La historia reciente de Brasil es una de constantes altibajos. El país, que emergió de una cruenta dictadura militar a finales de los ochenta, parecía abocado al subdesarrollo y el mal gobierno como resultado de una imperfecta transición a la democracia. Pero durante las presidencias de Fernando Henrique Cardoso (1995-2003) y Luíz Inácio Lula da Silva (2003-2010), Brasil contradijo a los pesimistas. Un exitoso modelo de desarrollo, combinado con eficaces programas de inclusión social y la obtención de independencia petrolera en 2006 convirtió al antiguo campeón de la inflación y la desigualdad social en un milagro económico. Brasil dejó de ser el eterno “país del futuro” para unirse al club de los BRICS.
El periodo de éxito alcanzó su cenit durante la presidencia de Dilma Rousseff, que al igual que Lula pertenece al Partido de los Trabajadores (PT). Lejos de permanecer a la sombra de su predecesor, Rousseff supo aumentar su popularidad a cuotas sin precedentes con una agenda propia, en la que destacaba la política de cero tolerancia con la corrupción imperante en Brasilia. Al mismo tiempo, el éxito de Brasil se tradujo en un enorme reconocimiento internacional, con hitos como la Jornada Mundial de la Juventud (2013) y los Juegos Olímpicos (2016) en Río de Janeiro, o el Mundial de Fútbol (2014), dando vida al famoso “Dios es brasileño” que pronunció Lula en 2008.
Hoy, sin embargo, el péndulo gira rápidamente hacia el pesimismo. Los escándalos de corrupción continúan lastrando al gobierno, en gran medida por la perenne impunidad de que parece gozar la clase política brasileña. El crecimiento económico ha experimentado un notable frenazo y Petrobrás, máximo exponente del modelo desarrollista brasileño, ha visto su calificación de deuda rebajada por Moody’s. Pese a los avances del gobierno, la desigualdad social continúa siendo clamorosa.
Más preocupante aún es el aumento de protestas y movilizaciones sociales a lo largo y ancho del país. La “revolución del vinagre” –llamada así porque los manifestantes lo usan para protegerse del gas lacrimógeno que emplea la policía– comenzó el pasado junio como una protesta contra las subidas de tarifa del transporte público en São Paulo. Pronto se extendió al resto del país, y a cuestiones como la falta de transparencia, la ausencia de servicios públicos de calidad y la defectuosa planificación del Mundial de Fútbol.

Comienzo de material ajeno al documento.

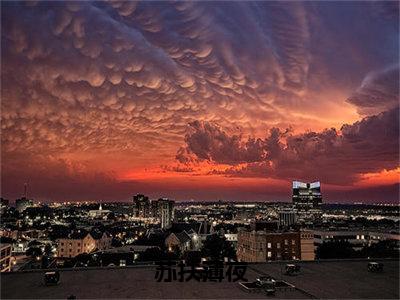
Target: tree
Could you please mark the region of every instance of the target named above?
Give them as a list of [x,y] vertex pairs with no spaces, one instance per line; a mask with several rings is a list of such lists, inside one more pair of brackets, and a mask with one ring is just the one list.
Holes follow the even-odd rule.
[[224,257],[236,259],[236,252],[232,244],[217,234],[207,237],[203,243],[201,253],[204,257],[212,260],[223,260]]

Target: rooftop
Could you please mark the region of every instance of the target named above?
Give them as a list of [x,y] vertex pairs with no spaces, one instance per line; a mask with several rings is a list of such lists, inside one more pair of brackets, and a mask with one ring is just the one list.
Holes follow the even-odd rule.
[[385,260],[382,273],[369,273],[367,261],[300,262],[297,276],[281,273],[285,263],[249,265],[245,277],[260,275],[284,280],[295,288],[278,290],[275,296],[251,293],[238,282],[157,282],[155,266],[63,270],[60,283],[46,287],[45,271],[2,273],[1,298],[399,298],[399,261]]

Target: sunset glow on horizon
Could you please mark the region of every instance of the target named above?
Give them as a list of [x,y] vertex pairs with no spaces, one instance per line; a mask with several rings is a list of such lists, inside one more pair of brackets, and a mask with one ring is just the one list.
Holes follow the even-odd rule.
[[399,3],[2,2],[1,196],[399,197]]

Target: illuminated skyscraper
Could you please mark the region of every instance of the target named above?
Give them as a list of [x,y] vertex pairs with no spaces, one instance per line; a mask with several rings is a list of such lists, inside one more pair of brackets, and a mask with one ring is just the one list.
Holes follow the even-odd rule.
[[298,209],[317,208],[322,204],[321,183],[293,181],[293,204]]
[[133,196],[133,215],[137,218],[148,218],[150,216],[149,197],[142,194]]

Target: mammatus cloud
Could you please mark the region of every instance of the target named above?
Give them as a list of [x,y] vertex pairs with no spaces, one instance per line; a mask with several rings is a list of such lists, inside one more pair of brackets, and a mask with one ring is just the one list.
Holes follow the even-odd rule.
[[[263,139],[228,135],[210,123],[192,123],[186,147],[177,159],[190,165],[192,158],[231,165],[214,174],[235,177],[319,179],[348,185],[364,173],[399,166],[399,107],[369,116],[351,125],[322,132],[292,134],[270,129]],[[189,163],[188,163],[189,162]]]
[[368,73],[348,99],[363,115],[373,115],[399,105],[399,65]]
[[[116,181],[125,173],[163,165],[165,173],[190,174],[196,167],[189,164],[201,161],[229,165],[226,172],[246,176],[250,171],[239,168],[277,178],[297,172],[303,178],[308,169],[301,174],[286,164],[299,164],[299,153],[323,154],[310,141],[294,140],[301,132],[315,132],[318,147],[330,141],[354,151],[343,130],[321,129],[354,123],[361,118],[357,111],[364,117],[395,108],[397,3],[1,5],[1,167],[7,197],[19,196],[19,187],[32,177],[60,178],[54,169],[69,170],[59,190],[71,191],[77,174],[80,182],[118,186],[124,195],[128,188]],[[192,133],[184,140],[187,124]],[[290,126],[293,130],[282,130]],[[175,154],[184,166],[174,164]],[[311,168],[313,159],[308,160]],[[84,171],[57,161],[83,165]],[[287,174],[274,171],[278,164]],[[46,196],[44,184],[36,191]],[[101,198],[105,191],[93,188],[85,197],[90,193]],[[57,199],[57,193],[51,197]]]

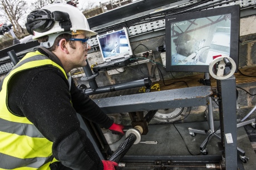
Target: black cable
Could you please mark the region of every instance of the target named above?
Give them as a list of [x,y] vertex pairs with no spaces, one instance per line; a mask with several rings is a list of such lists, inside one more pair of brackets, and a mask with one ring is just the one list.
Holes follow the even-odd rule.
[[246,92],[247,92],[248,94],[249,94],[249,95],[251,95],[251,96],[255,96],[255,95],[256,95],[256,94],[253,95],[253,94],[251,94],[249,93],[248,91],[246,91],[245,90],[244,90],[244,89],[243,89],[243,88],[241,88],[241,87],[238,87],[238,86],[236,86],[236,87],[237,87],[237,88],[238,88],[238,89],[242,89],[242,90],[245,91]]
[[131,68],[131,67],[130,67],[130,66],[126,66],[126,67],[127,68],[131,69],[132,69],[132,70],[134,70],[134,71],[135,71],[136,72],[138,73],[139,74],[141,74],[141,75],[143,75],[146,76],[149,76],[150,78],[152,78],[152,79],[154,78],[153,77],[150,76],[150,75],[149,76],[149,75],[146,75],[146,74],[144,74],[144,73],[142,73],[142,72],[141,72],[141,73],[140,73],[140,72],[139,72],[139,71],[137,71],[136,70],[135,70],[135,69],[132,69],[132,68]]
[[135,55],[134,55],[134,51],[135,50],[135,49],[138,48],[139,46],[140,45],[142,45],[142,46],[144,46],[145,47],[146,47],[146,48],[147,49],[148,51],[150,51],[150,50],[149,49],[149,48],[146,46],[144,44],[139,44],[138,45],[137,45],[134,49],[134,50],[132,50],[132,54],[134,56],[135,56]]
[[241,71],[240,71],[240,70],[238,70],[238,71],[240,72],[240,73],[241,73],[242,75],[244,75],[245,76],[248,76],[248,77],[250,77],[250,78],[256,78],[256,76],[252,76],[252,75],[245,75],[243,73],[242,73]]
[[190,110],[189,110],[189,112],[188,115],[186,115],[186,116],[184,118],[183,118],[183,119],[181,119],[181,120],[176,120],[176,121],[174,121],[174,122],[173,122],[173,126],[174,126],[174,127],[176,128],[176,130],[177,132],[179,133],[179,134],[180,134],[180,137],[181,137],[182,140],[183,140],[183,142],[184,142],[185,146],[186,146],[186,148],[188,151],[189,152],[189,153],[190,153],[191,155],[192,155],[192,156],[196,156],[196,155],[199,155],[199,154],[201,154],[201,152],[200,152],[199,153],[198,153],[198,154],[193,154],[192,153],[191,153],[190,151],[189,151],[189,148],[188,147],[188,146],[187,146],[186,144],[186,142],[185,142],[185,140],[184,140],[184,139],[183,138],[183,137],[182,137],[181,134],[180,134],[180,132],[179,131],[179,130],[178,130],[178,128],[176,127],[175,125],[174,125],[174,123],[177,122],[179,122],[179,121],[182,121],[182,120],[185,119],[186,118],[187,118],[188,116],[189,116],[189,114],[190,114],[190,112],[191,112],[191,109],[190,109]]
[[214,132],[213,132],[213,133],[211,133],[210,135],[208,136],[208,137],[207,138],[207,141],[206,141],[206,143],[205,143],[205,146],[204,147],[204,148],[203,149],[202,149],[202,150],[201,151],[201,152],[203,152],[203,151],[205,150],[205,148],[206,148],[206,146],[207,146],[207,143],[208,143],[208,141],[209,141],[209,139],[210,138],[210,136],[211,136],[211,135],[213,135],[213,134],[214,134],[218,130],[219,128],[220,127],[220,126],[219,126],[218,128],[217,128],[216,130],[215,130]]
[[117,70],[117,69],[116,69],[116,71],[117,71],[119,73],[125,73],[126,70],[125,69],[124,69],[124,71],[122,71],[122,72],[119,71],[119,70]]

La violencia con que la policía ha respondido a las protestas no ha hecho más que aumentar la movilización, y en especial la de sectores violentos que han adoptado tácticas de Black block.
En este contexto, la popularidad de Rousseff se ha desplomado. Pero no por ello se adivina el resultado de las elecciones presidenciales que tendrán lugar en octubre de 2014. En primer lugar los manifestantes no dirigen su crítica únicamente al gobierno, sino a la clase política brasileña, aspecto en el que guardan similitud con los indignados españoles. En segundo lugar la alternativa al oficialista PT aún no está consolidada. A pesar de las protestas Aécio Neves, candidato del Partido de la Social Democracia Brasileña (PSDB), continúa detrás de Rousseff en intención de voto. El intento de presentar una alternativa por parte de la ecologista Marina Silva ha hecho agua al no reunir el número de firmas necesario para dar de alta su partido. Para concurrir, Silva –ministra de Medio Ambiente con Lula, que en 2010 forzó una segunda vuelta de las elecciones al obtener parte de los votos del PT– presentará una candidatura rojiverde con los socialistas de Eduardo Campos, actual gobernador de Pernambuco.
Por último, aún puede suceder mucho en el año que queda para las elecciones. Es posible que se modere el actual clima de pesimismo: Brasil no deja de ser un país pujante, con una población enorme y relativamente joven, una clase media que ya es mayoritaria, y empresas punteras como Embraer y Ambev. Su lugar como potencia regional está fuera de duda, igual que el hecho de que su éxito económico no es flor de un día. El difícil curso de 2013 pone sobre la mesa los límites del milagro brasileño, pero no debe inducir al catastrofismo.